Washington University Journal of Law & Policy

Keywords

free and open source software, Simple Public License

Document Type

Article

Abstract

A decade ago, I observed that licenses were the "unnoticed force" behind free and open source software ("FOSS"). Since then, legal scholarship on FOSS licensing has gone from a trickle to a torrent. Likewise, economists, political scientists, and anthropologists (among others) have begun to focus on FOSS licensing, each from their own academic perspectives. FOSS programmers themselves (known as "hackers" in the FOSS community) have refocused on FOSS licensing, most notably by revising the most venerable FOSS license, the GNU General Public License ("GPL"), for the first time in more than fifteen years.

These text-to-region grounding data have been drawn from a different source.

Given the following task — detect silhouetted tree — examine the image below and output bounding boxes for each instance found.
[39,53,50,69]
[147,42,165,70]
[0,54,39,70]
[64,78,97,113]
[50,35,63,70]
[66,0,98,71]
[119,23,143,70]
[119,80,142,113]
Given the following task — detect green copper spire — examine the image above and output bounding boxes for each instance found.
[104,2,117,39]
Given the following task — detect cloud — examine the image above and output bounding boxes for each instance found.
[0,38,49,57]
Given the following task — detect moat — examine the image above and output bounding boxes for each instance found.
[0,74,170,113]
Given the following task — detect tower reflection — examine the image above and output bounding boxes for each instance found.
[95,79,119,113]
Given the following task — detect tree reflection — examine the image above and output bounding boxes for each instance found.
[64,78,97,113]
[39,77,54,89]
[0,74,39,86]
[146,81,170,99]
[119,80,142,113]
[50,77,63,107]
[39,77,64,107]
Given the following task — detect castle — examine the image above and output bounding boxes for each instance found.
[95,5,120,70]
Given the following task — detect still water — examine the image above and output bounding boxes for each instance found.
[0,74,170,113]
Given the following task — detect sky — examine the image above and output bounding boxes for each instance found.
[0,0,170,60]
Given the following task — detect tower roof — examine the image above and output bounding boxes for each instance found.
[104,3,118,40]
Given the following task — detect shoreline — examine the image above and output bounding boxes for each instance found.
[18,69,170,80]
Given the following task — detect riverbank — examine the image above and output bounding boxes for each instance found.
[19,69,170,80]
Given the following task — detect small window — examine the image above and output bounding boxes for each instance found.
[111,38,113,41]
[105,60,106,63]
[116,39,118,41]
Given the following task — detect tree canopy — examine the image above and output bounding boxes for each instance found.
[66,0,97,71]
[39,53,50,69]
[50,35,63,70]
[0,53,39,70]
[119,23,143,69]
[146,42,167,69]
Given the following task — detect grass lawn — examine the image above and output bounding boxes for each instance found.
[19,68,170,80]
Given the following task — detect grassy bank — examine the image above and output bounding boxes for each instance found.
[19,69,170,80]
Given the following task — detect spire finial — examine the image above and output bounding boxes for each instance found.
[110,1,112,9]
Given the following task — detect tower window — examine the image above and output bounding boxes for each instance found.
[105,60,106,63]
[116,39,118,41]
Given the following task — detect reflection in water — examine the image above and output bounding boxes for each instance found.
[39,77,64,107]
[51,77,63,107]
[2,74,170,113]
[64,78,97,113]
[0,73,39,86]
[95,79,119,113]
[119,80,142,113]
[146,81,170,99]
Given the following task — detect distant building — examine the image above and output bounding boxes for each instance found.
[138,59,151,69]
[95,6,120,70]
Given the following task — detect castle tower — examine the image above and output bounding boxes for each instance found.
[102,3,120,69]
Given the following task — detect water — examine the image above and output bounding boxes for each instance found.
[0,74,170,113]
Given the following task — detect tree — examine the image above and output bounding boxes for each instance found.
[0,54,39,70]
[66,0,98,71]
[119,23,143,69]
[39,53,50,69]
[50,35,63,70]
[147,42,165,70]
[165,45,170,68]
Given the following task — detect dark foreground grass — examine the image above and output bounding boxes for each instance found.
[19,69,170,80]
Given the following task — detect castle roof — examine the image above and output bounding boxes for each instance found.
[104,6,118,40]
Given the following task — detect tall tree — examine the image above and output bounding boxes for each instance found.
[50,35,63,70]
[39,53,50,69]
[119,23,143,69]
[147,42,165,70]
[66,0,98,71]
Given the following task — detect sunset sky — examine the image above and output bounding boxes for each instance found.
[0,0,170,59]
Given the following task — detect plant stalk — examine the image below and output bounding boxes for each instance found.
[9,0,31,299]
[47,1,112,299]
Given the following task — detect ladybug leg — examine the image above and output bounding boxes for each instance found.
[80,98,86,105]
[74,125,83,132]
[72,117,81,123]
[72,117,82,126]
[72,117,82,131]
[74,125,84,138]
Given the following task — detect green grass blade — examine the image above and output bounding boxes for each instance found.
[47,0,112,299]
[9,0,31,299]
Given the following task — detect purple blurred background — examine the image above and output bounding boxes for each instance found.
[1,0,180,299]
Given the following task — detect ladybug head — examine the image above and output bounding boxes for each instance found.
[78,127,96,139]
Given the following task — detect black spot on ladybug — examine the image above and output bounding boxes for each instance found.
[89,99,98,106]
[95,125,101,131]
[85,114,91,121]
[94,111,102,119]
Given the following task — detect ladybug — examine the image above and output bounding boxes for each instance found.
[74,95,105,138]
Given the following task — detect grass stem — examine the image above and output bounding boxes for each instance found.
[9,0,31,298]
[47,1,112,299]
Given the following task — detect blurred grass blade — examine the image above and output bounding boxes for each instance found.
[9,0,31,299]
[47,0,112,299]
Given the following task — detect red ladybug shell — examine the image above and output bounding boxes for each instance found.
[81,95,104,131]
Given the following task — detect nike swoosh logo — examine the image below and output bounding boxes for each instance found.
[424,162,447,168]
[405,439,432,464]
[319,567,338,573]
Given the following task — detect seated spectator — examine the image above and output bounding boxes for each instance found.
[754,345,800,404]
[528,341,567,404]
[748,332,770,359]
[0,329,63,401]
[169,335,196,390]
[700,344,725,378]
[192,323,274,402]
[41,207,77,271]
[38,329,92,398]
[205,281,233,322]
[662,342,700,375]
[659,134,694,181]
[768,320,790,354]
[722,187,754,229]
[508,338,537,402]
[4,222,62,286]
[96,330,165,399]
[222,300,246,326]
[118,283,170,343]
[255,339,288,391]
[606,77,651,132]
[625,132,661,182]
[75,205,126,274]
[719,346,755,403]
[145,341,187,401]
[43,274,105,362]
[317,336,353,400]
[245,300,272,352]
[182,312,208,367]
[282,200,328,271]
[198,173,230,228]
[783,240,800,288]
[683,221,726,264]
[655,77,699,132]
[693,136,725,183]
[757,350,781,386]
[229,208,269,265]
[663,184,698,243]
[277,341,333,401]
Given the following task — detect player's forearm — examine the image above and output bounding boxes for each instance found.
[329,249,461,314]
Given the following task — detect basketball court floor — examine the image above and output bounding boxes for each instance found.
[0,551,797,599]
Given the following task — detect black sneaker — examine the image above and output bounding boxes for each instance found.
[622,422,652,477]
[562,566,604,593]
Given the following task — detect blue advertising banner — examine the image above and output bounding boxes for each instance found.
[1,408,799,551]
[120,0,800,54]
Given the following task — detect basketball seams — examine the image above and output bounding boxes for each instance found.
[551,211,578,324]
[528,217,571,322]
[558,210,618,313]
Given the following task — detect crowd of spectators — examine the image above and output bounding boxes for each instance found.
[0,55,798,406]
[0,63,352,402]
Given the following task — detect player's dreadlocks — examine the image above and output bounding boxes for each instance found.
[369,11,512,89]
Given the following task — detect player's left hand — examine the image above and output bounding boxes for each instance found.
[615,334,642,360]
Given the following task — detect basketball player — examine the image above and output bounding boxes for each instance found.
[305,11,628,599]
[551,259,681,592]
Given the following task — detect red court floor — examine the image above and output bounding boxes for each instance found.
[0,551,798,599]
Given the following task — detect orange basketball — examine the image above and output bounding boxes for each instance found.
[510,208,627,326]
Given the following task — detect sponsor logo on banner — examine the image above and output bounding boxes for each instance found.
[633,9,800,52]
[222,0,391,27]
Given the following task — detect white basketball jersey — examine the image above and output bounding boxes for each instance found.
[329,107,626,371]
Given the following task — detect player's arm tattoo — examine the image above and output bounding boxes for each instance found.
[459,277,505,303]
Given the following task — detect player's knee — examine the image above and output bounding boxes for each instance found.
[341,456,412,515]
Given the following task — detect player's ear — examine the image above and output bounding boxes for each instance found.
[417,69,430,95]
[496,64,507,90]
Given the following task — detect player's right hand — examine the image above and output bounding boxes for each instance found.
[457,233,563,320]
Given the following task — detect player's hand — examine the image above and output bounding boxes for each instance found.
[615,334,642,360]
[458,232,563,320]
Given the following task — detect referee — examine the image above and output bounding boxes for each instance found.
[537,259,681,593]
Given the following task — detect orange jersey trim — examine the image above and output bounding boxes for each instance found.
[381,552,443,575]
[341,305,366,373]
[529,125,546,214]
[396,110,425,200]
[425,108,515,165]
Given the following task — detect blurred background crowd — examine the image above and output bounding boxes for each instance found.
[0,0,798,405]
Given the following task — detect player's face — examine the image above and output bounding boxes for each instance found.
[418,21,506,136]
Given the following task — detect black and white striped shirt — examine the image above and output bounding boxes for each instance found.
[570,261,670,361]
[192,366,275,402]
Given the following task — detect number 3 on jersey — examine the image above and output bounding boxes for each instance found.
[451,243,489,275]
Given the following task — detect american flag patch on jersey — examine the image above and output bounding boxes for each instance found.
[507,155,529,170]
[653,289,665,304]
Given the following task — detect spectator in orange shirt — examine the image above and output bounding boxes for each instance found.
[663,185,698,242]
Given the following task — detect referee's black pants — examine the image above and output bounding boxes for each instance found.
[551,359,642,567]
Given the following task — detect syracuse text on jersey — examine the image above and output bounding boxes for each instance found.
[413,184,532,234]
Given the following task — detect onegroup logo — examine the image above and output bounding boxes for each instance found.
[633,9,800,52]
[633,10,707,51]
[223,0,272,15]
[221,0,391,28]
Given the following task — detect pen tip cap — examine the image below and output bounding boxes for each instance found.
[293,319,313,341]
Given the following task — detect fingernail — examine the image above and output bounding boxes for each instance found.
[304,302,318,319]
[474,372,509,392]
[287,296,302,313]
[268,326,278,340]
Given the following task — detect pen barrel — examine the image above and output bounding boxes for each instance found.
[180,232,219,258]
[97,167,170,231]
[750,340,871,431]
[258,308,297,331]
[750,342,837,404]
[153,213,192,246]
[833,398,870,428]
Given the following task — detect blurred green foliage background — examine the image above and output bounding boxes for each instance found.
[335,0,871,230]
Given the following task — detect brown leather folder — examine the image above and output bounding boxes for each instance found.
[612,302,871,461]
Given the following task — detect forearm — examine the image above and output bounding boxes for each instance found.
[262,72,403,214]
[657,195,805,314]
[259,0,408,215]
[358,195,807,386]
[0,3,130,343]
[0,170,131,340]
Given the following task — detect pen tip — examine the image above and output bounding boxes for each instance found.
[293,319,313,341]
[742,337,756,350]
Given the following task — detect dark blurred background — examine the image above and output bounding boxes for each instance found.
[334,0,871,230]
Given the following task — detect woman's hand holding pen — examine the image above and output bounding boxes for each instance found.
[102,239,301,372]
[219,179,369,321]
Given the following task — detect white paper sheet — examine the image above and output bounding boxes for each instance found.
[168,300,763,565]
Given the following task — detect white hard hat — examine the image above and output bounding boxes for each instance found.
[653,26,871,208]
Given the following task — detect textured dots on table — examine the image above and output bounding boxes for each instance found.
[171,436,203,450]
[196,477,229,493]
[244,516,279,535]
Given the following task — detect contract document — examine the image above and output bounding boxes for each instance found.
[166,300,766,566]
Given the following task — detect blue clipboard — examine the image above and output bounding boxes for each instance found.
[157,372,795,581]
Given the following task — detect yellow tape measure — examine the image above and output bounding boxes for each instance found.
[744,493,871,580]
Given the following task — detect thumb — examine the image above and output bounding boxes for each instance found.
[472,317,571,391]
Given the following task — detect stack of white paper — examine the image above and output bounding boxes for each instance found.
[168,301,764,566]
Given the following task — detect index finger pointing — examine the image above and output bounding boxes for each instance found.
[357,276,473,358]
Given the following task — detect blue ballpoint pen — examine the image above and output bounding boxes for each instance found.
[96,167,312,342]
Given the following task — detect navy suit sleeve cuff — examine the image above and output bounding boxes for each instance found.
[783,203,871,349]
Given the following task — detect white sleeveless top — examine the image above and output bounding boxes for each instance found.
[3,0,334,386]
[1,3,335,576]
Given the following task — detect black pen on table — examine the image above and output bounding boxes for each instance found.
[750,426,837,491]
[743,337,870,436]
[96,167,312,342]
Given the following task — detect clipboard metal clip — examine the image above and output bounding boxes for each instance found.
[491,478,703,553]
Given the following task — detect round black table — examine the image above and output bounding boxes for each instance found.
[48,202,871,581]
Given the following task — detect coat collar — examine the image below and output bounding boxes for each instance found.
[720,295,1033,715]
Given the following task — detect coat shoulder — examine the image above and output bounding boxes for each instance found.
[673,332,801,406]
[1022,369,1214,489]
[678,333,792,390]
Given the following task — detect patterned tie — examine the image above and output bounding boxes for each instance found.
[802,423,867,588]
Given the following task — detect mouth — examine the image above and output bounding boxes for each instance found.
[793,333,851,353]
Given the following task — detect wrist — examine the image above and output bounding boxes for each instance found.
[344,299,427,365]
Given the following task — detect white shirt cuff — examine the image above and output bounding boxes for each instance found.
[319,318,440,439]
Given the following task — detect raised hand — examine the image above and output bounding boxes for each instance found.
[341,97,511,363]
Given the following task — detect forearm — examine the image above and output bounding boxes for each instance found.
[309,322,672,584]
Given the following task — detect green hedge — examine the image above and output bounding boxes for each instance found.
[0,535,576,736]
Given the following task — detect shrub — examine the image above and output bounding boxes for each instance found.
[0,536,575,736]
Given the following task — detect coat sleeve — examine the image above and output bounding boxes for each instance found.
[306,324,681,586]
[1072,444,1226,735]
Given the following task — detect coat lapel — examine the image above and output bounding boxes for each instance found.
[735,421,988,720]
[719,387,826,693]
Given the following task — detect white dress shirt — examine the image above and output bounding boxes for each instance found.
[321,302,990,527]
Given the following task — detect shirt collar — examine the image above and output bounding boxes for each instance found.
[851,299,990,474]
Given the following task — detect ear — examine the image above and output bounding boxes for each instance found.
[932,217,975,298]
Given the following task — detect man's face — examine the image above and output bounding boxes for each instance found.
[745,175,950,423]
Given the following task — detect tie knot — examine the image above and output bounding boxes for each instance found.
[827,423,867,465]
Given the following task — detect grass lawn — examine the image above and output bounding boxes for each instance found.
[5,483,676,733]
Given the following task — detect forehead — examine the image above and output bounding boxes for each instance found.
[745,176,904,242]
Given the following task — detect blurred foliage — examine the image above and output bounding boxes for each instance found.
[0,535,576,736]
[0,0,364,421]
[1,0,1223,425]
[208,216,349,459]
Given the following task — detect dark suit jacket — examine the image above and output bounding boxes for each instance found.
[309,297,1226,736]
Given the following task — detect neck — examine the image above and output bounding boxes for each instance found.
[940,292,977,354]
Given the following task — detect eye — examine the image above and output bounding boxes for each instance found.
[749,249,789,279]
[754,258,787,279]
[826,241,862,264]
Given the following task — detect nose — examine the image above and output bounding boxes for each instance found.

One prominent issue among hackers and business users (but less noticed by legal scholars) has been "license proliferation." "Proliferation" refers to the scores of open source licenses that are now in use, with more being created all the time. The Open Source Initiative ("OSI") has certified more than sixty licenses as conforming to the Open Source Definition, a key measure of whether a license embodies FOSS principles. Hackers believe that license proliferation encumbers and retards the success of FOSS. The OSI has identified the issue as one of its most strategic matters to address.

This Article analyzes the license proliferation issue. In general, it examines whether the growing number of FOSS licenses represents hopeless confusion (as many hackers assume) or, instead, helpful diversity. In particular, it discusses why proliferation occurs and the pros and cons of multiple licenses. It points out that the primary culprits of license proliferation are often the loudest critics: those hackers who remain wed to legacy license forms, unwilling to replace outdated, poorly drafted, or legally insufficient licenses with newer versions. This means the FOSS community can only improve licenses by adding new ones.

The Article concludes with an analysis of the role that OSI has played and can play to ameliorate the negative effects of so many FOSS licenses. To give the discussion context and color, the Article draws on my experience in submitting the Simple Public License to the OSI for certification.